Statement issued Friday:
As part of the ongoing internal investigation into the death of Declan Sullivan, the University of Notre Dame will turn over its findings and recommendations to Peter Likins, the former president of the University of Arizona who has been engaged by Notre Dame to provide an independent review of the process.
A junior from Long Grove, Ill., Sullivan died Oct. 27 when the hydraulic scissor lift from which he was videotaping football practice fell.
“In selecting someone to review our investigation, I sought an individual experienced in higher education, with an impeccable reputation for integrity, intellect and independence,” said Rev. John I. Jenkins, C.S.C., Notre Dame’s president. “In Dr. Likins, we are fortunate to have just such a man. He brings numerous credentials to this assignment: as a world-renowned engineer; as a university administrator who served as provost at Columbia and president at Lehigh and Arizona; as a highly regarded member of numerous NCAA committees; and as a member of the Knight Commission on Intercollegiate Athletics.
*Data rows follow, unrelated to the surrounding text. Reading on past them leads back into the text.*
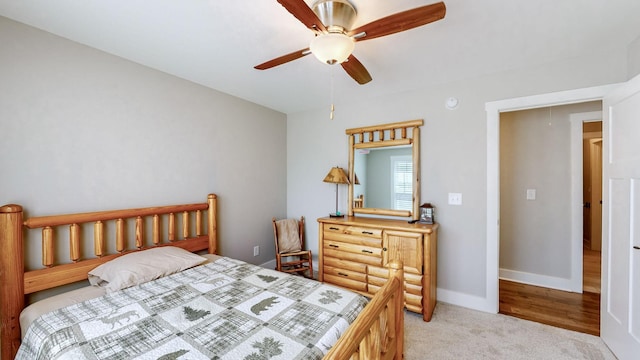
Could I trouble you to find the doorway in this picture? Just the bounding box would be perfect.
[499,106,602,335]
[582,121,602,294]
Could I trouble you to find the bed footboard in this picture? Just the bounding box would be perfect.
[324,262,404,360]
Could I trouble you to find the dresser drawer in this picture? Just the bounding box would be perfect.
[324,268,367,292]
[324,240,382,259]
[324,256,367,274]
[323,247,382,266]
[367,266,422,287]
[323,224,382,247]
[322,266,367,283]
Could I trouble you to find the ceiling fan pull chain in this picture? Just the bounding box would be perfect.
[329,66,335,120]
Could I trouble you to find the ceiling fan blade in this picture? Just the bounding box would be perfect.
[278,0,327,32]
[349,2,447,41]
[340,55,371,85]
[253,48,311,70]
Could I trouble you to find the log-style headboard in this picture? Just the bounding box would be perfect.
[0,194,217,359]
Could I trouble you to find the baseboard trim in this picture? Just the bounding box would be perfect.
[500,269,582,293]
[437,288,496,314]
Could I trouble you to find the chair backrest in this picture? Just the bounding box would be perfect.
[272,216,304,254]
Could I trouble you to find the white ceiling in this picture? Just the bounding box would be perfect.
[0,0,640,113]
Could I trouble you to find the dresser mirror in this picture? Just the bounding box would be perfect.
[346,120,424,219]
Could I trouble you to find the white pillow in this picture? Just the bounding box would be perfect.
[89,246,207,292]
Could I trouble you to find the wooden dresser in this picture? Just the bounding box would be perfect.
[318,216,438,321]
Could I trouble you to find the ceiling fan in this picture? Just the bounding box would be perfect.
[254,0,446,85]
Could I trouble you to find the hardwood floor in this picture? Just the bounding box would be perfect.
[500,249,600,336]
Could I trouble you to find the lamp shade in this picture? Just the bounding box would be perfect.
[309,33,356,65]
[322,166,350,184]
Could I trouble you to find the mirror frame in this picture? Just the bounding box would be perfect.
[345,119,424,220]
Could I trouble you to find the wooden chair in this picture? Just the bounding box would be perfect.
[353,194,364,209]
[272,216,313,279]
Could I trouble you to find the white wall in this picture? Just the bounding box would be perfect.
[287,49,627,308]
[627,36,640,79]
[0,17,287,264]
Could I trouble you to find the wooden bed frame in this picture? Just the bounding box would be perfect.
[0,194,404,360]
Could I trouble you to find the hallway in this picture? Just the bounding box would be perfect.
[499,248,601,336]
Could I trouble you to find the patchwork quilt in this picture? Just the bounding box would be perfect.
[16,258,368,360]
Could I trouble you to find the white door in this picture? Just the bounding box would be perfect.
[600,76,640,360]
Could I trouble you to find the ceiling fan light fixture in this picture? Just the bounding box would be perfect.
[309,33,356,65]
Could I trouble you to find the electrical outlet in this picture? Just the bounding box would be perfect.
[449,193,462,205]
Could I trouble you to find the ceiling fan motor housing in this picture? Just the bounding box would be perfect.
[313,0,356,33]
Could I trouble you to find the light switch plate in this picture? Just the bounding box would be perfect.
[449,193,462,205]
[527,189,536,200]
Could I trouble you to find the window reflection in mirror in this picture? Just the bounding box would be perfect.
[353,146,413,211]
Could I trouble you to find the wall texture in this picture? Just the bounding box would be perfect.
[0,17,287,266]
[287,44,627,308]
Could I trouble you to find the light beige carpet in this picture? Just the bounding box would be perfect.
[405,303,615,360]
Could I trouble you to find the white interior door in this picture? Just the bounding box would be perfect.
[600,75,640,360]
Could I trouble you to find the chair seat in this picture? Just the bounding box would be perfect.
[280,250,311,256]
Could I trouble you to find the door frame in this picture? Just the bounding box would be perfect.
[478,84,618,313]
[569,111,602,293]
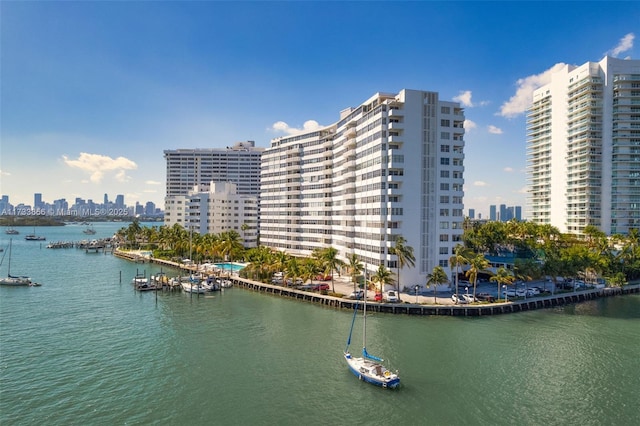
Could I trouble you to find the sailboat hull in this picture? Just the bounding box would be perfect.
[344,352,400,389]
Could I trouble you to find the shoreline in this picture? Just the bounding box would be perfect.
[113,249,640,316]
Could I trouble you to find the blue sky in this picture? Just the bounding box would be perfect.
[0,1,640,216]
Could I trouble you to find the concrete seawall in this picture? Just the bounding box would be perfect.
[231,277,640,317]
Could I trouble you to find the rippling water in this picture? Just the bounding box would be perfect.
[0,224,640,425]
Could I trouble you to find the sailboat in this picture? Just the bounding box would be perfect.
[0,240,40,287]
[344,269,400,389]
[24,228,46,241]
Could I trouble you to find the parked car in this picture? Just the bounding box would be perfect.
[385,290,400,303]
[502,288,518,297]
[476,293,496,302]
[311,283,329,291]
[451,293,468,304]
[527,287,540,297]
[460,294,478,303]
[502,288,527,297]
[347,290,364,300]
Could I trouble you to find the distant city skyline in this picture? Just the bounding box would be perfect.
[0,1,640,217]
[0,193,162,216]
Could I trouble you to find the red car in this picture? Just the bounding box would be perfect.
[311,284,329,291]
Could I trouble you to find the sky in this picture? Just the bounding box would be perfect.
[0,0,640,217]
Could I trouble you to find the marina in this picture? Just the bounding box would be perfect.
[0,223,640,426]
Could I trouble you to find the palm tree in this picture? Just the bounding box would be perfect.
[465,254,489,300]
[489,267,516,300]
[389,235,416,297]
[218,229,244,272]
[347,253,363,291]
[449,244,473,303]
[427,266,449,303]
[283,256,302,285]
[371,265,393,293]
[320,247,344,293]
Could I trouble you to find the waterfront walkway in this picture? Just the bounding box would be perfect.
[114,250,640,316]
[225,277,640,316]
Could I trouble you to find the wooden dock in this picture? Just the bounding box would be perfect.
[230,277,640,317]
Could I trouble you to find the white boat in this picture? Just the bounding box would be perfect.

“Investigations and external reviews such as this take time, but I assure you that, when complete, we will issue a public report on the outcome, including information on the events of the afternoon of Oct. 27, any institutional ramifications, and recommendations for safety policies in the future.”
Likins served as the 18th president of the University of Arizona from 1997 to 2006. He previously was president of Lehigh University in Bethlehem, Pa., for 15 years and, before that, provost at Columbia University, where he also was a professor and dean of the School of Engineering and Applied Science. He also taught and conducted research for 12 years at the University of California, Los Angeles.
Likins earned a bachelor’s degree in civil engineering at Stanford University, a master’s degree in civil engineering at the Massachusetts Institute of Technology, and a doctorate in engineering mechanics at Stanford. He also holds honorary degrees from several institutions.
He was a member of the Knight Commission from 2004 until his retirement and served on the NCAA Board of Directors and as a charter member of the NCAA Presidents’ Commission.
As Arizona’s president, he led the successful “Campaign Arizona” capital campaign, which raised almost $1.2 billion, the most ever for the university. He also led the “Focused Excellence” initiative to identify and enhance the university’s strongest fields of study.
Upon his retirement, he received the Regents’ Medal from the Arizona Board of Regents, just the 11th person to be so honored.